His trademark white suit, his dramatic face and figure were prominent where big money gathered, at yacht and horse races, international soccer matches, and in Brasilia, the country’s ultramodern and also dazzlingly white city. He made the Fontana brothers pale by comparison, and that was going some.
Temple couldn’t imagine a more likely candidate to build on Gangsters Limo Service’s hip and successful reputation, and upgrade that stylish mob pizzazz to the attached hotel and Las Vegas. In fact, her only question was why such an international bigwig would want to work for a modest boutique hotel.
The answer came as she darkened the screen and rose from Van’s desk. Follow the money. That was always the key to motivations everywhere. Vegas’s big spenders were strapped for tourists and cash, sitting atop billions of dollars of idled projects. Santiago could make a splash at Gangsters and remake it as a showroom for his gaudy media expertise as well as a more focused and successful enterprise.

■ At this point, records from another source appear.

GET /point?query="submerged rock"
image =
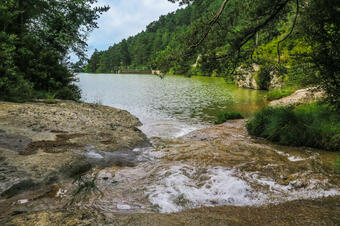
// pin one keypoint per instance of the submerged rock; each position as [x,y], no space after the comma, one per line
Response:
[300,96]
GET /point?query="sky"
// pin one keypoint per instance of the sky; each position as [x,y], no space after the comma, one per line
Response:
[125,18]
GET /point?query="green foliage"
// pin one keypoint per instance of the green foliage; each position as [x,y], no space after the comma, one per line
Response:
[85,185]
[35,41]
[278,94]
[312,125]
[225,116]
[337,164]
[263,77]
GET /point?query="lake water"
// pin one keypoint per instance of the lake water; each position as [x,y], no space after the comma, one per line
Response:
[172,106]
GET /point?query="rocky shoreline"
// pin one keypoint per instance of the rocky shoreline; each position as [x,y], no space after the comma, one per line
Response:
[42,145]
[45,148]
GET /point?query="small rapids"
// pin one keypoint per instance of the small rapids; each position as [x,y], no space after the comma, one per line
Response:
[157,183]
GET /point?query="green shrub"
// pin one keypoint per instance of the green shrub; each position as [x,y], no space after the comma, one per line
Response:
[223,117]
[263,77]
[278,94]
[312,125]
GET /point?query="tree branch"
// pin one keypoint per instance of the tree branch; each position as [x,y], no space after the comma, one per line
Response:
[291,31]
[211,24]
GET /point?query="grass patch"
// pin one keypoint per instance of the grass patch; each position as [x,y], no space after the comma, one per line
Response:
[313,125]
[278,94]
[225,116]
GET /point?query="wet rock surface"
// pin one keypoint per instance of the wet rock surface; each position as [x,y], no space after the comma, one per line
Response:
[45,144]
[299,97]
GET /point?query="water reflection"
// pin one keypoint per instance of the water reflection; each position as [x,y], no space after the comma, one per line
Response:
[187,103]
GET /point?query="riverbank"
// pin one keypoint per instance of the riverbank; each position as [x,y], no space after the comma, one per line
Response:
[45,147]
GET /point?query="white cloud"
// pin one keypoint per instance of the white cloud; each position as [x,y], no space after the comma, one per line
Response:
[126,18]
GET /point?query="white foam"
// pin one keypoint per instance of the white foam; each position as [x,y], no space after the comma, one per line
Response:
[293,191]
[289,157]
[93,154]
[23,201]
[183,186]
[61,193]
[123,207]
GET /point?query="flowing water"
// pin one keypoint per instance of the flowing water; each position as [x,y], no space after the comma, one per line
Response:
[172,106]
[215,166]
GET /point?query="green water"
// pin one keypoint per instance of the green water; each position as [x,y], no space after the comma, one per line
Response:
[171,106]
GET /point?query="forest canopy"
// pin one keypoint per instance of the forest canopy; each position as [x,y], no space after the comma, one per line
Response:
[298,38]
[36,38]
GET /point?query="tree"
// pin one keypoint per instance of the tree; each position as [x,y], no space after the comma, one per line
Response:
[36,39]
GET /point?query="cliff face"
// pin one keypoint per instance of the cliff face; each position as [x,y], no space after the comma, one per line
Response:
[246,78]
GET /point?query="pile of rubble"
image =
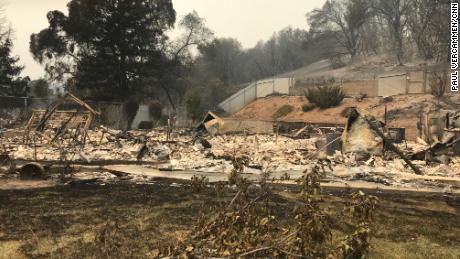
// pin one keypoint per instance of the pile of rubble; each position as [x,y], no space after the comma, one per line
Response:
[367,152]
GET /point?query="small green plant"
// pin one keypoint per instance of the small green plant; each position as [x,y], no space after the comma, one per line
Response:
[145,125]
[198,184]
[156,109]
[193,103]
[326,96]
[283,111]
[130,109]
[308,107]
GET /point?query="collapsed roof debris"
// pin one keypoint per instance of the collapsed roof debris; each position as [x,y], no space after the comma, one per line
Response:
[364,152]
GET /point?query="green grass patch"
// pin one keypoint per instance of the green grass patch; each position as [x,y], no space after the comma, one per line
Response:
[133,221]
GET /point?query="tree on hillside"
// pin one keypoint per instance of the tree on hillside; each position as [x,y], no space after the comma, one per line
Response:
[180,52]
[10,81]
[344,20]
[395,13]
[40,88]
[106,47]
[222,58]
[427,24]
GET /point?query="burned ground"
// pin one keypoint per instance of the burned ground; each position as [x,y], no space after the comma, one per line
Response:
[136,221]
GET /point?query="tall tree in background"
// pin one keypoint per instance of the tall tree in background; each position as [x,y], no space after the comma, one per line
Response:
[344,20]
[395,13]
[10,81]
[106,47]
[222,58]
[429,28]
[195,34]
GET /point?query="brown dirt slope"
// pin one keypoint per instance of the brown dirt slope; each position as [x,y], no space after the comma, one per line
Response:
[403,111]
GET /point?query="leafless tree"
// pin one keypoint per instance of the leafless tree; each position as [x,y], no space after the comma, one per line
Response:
[344,18]
[395,13]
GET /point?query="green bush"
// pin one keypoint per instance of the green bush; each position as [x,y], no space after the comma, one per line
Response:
[131,107]
[326,96]
[193,103]
[283,111]
[308,107]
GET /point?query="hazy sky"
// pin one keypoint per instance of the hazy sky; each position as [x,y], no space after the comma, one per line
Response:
[247,20]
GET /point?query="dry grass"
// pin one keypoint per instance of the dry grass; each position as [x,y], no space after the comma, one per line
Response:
[121,221]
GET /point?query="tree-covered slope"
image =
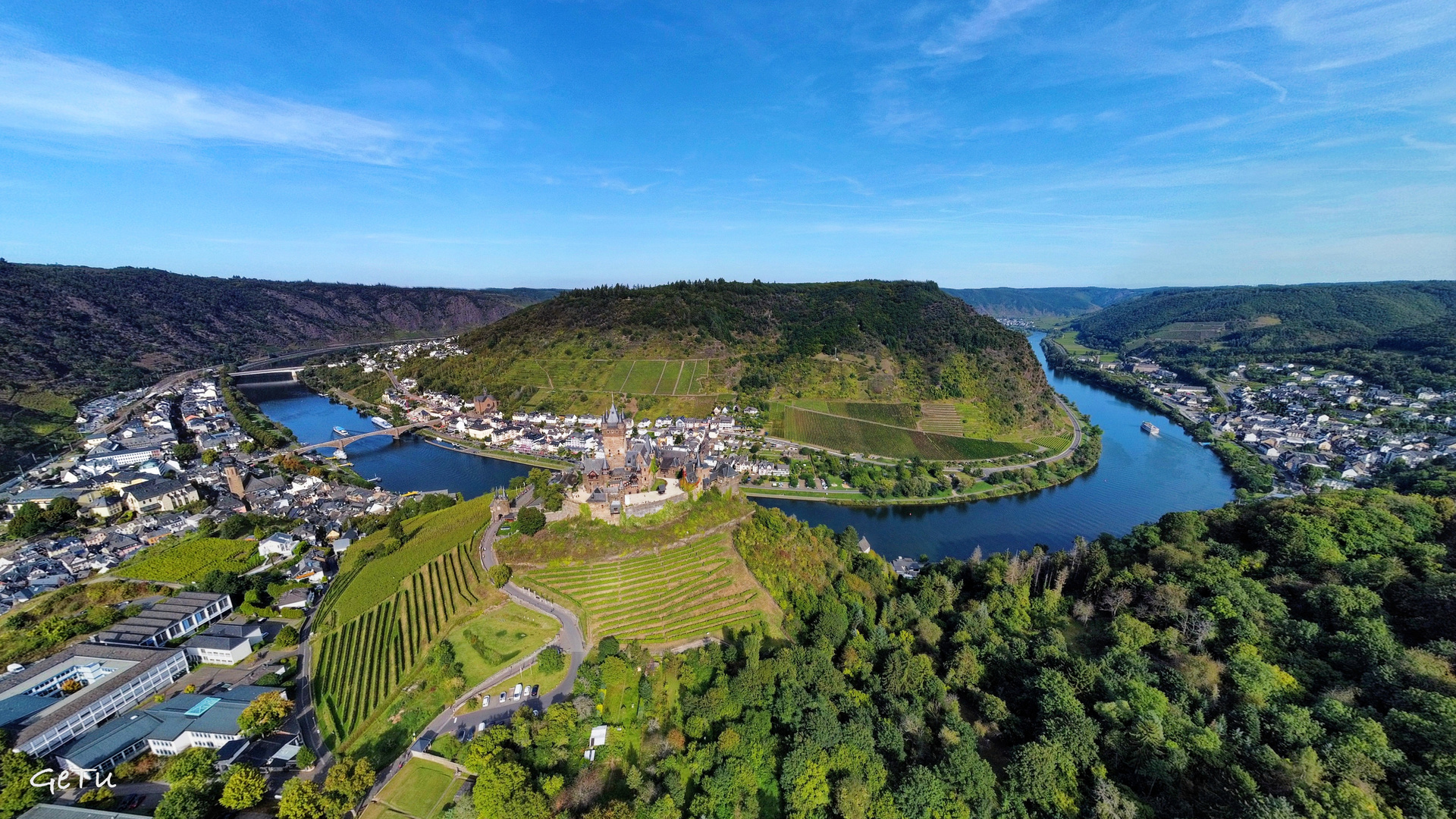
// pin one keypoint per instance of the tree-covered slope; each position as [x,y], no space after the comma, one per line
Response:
[1280,659]
[1033,302]
[1394,333]
[892,341]
[73,333]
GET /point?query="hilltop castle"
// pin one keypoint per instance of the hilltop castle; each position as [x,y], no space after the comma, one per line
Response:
[615,439]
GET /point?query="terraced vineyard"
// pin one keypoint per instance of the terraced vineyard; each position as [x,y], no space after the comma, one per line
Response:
[363,664]
[639,376]
[941,419]
[667,598]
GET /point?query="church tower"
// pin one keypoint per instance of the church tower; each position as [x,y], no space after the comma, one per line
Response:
[615,439]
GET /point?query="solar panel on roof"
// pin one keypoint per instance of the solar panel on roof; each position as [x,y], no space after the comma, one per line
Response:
[201,707]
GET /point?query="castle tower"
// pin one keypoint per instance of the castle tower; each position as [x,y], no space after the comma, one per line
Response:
[615,439]
[235,482]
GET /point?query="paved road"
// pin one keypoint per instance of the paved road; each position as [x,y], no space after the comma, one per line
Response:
[568,639]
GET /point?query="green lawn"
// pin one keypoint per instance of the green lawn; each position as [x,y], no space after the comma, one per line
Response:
[421,789]
[669,598]
[498,639]
[849,435]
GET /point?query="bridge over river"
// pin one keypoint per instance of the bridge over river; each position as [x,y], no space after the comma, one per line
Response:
[341,444]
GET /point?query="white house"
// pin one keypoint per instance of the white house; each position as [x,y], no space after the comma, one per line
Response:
[278,544]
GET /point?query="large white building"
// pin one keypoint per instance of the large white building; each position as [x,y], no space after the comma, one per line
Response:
[36,706]
[165,621]
[166,729]
[223,645]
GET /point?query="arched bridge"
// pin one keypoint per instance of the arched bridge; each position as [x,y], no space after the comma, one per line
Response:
[341,444]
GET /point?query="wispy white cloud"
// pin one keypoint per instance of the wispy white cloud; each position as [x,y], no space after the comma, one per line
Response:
[52,95]
[962,34]
[1348,33]
[1250,74]
[1210,124]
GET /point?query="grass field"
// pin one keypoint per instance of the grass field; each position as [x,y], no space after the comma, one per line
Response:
[849,435]
[364,662]
[590,539]
[637,376]
[419,790]
[658,599]
[190,560]
[498,639]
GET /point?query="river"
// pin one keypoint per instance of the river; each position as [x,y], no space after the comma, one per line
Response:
[1139,479]
[408,464]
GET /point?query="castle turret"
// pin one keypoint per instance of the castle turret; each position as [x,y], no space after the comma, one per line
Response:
[615,439]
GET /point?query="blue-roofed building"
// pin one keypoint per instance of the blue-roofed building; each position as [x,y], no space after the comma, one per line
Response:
[187,720]
[42,716]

Van had wanted Temple’s assessment of this guy, his flashy ego, and, most important, his business and personal history. Temple would have to dig far deeper, but on first glance he was the Prince Charming of Chutzpah for good reason.
She headed down a floor to the Fontana Suite, happy she could endorse Nicky’s instincts and eager to see what Simply Santiago had to show them.
Temptations of Temple Bar
Max had set the Mondeo’s driver’s seat in a position of slight recline to accommodate his six-foot-four frame … if he hadn’t lost an inch or two in height with his leg injuries. Taking physical stock and measurements could wait until later.
At the moment, he felt invigorated, happy he could stretch his spine and legs and be driving … in control and reasonably secure for the first time since he’d awakened in the Swiss clinic a week ago, not knowing who he was.